JuliaLang / Pkg.jl

Pkg - Package manager for the Julia programming language
https://pkgdocs.julialang.org
Other
610 stars 251 forks source link

replace 7z with gzip #3824

Open StefanKarpinski opened 4 months ago

StefanKarpinski commented 4 months ago

It seems from reports on discourse that 7z is banned for security reasons at many organizations. We used to use a lot of its functionality, but now we only use it in ways that gzip can replace. We should do that. The changes to Pkg are actually trivial, the most annoying part is removing 7z as a Base dependency and adding gzip.

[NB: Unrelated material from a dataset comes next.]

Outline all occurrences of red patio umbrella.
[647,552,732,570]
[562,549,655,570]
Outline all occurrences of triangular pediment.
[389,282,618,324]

stevengj commented 4 months ago

Or something more modern like zstd?

giordano commented 4 months ago

But we want to be able to unpack more than gzipped tarballs, no? https://github.com/JuliaLang/Pkg.jl/blob/48eea8dbd7b651cdc932b909c1b718bb9c3f94f4/src/PlatformEngines.jl#L485

StefanKarpinski commented 4 months ago

Or something more modern like zstd?

Adding support for zstd would be fine, but we can't drop support for gzip in the client because there are private package servers in the wild that will continue serving gzip tarballs for the foreseeable future and we also can't drop gzip as a format on servers because they have to keep serving to older Julia versions that expect gzip. So adding zstd would force servers to generate and serve both gzip and zstd. I'm also not convinced that zstd is such a huge win for our use case. I haven't seen massively better compression ratios. The compression time is better, but since we'll have to do gzip and zstd on the server, that doesn't actually save us any compute. Decompression time is also better, but I don't think decompression time is a meaningful bottleneck. My inclination is to add support for negotiating the compression format so that at some point in the future we can migrate over.

But we want to be able to unpack more than gzipped tarballs, no?

I'm not sure how big an issue this is in practice (i.e. how much do we actually use/rely on this), but what we can do is ship gzip with Julia itself and then dynamically install JLLs for the other compression formats as required. That allows us to bootstrap from gzip to install and handle other compression formats as needed.

mnemnion commented 4 months ago

Bundling libarchive would cover gzip, and leave plenty of flexibility for switching to another, or decoding existing data in other formats.

StefanKarpinski commented 4 months ago

I'm a bit hesitant to swap out one swiss-army-knife dependency that handles multiple compression formats but isn't the standard tool that's guaranteed to be patched and maintained and allowed by sysadmins for another one with the exact same description. Of course, libarchive looks much better maintained than 7z, but you get my point. It also seems likely that gzip is going to be faster and more efficient than anything else.

stevengj commented 4 months ago

Adding support for zstd would be fine, but we can't drop support for gzip in the client

The zstd web page says that its library/command-line tool supports .gz files? Or does it do that by linking another library?

Looks like zstd include a minigzip.c implementation, but maybe it requires zlib?

But it seems safer/simpler to stick with gzip alone if there's not a compelling reason to support other formats.

mnemnion commented 4 months ago

Of course, libarchive looks much better maintained than 7z, but you get my point.

Worth noting that libarchive has been integrated into Windows 11, which has implications both for continuity of maintenance and the likelihood that sysadmins will green-light it. I can't speak to gzip's speed and efficiency vs. libarchive, but it's clearly both a more narrowly-tailored tool and some of the most battle-tested code in existence.

StefanKarpinski commented 4 months ago

Ok, seems like we've got a few solid options here—gzip, zstd (with built-in gzip), or libarchive.

nsajko commented 3 months ago

A pure Julia solution would allow decreasing the amount of external dependencies of the Julia install. The memory-safety would also look better security-wise, given no @inbounds or other unchecked operations.

StefanKarpinski commented 3 months ago

If it's implemented in Julia we have to build it into the Julia sysimg, which we would rather not do. It's also safer to do decompression in an external transient process. Ideally, we would put the decompression process in a jail where it can't open files and all it can do is read from stdin and write to stdout. Putting it in the main Julia process is the opposite of what we want from a security perspective.

nhz2 commented 1 month ago

There is a new version of 7z that supports unpacking zstd https://github.com/ip7z/7zip/releases/tag/24.05

giordano commented 1 month ago

Note that we use https://github.com/p7zip-project/p7zip, that's a different project.

nhz2 commented 1 month ago

From what I can tell we are already using 7zip 23.01 for Windows instead of p7zip. According to https://github.com/ip7z/7zip/blob/24.05/DOC/readme.txt compiling 7zip for Unix is possible now.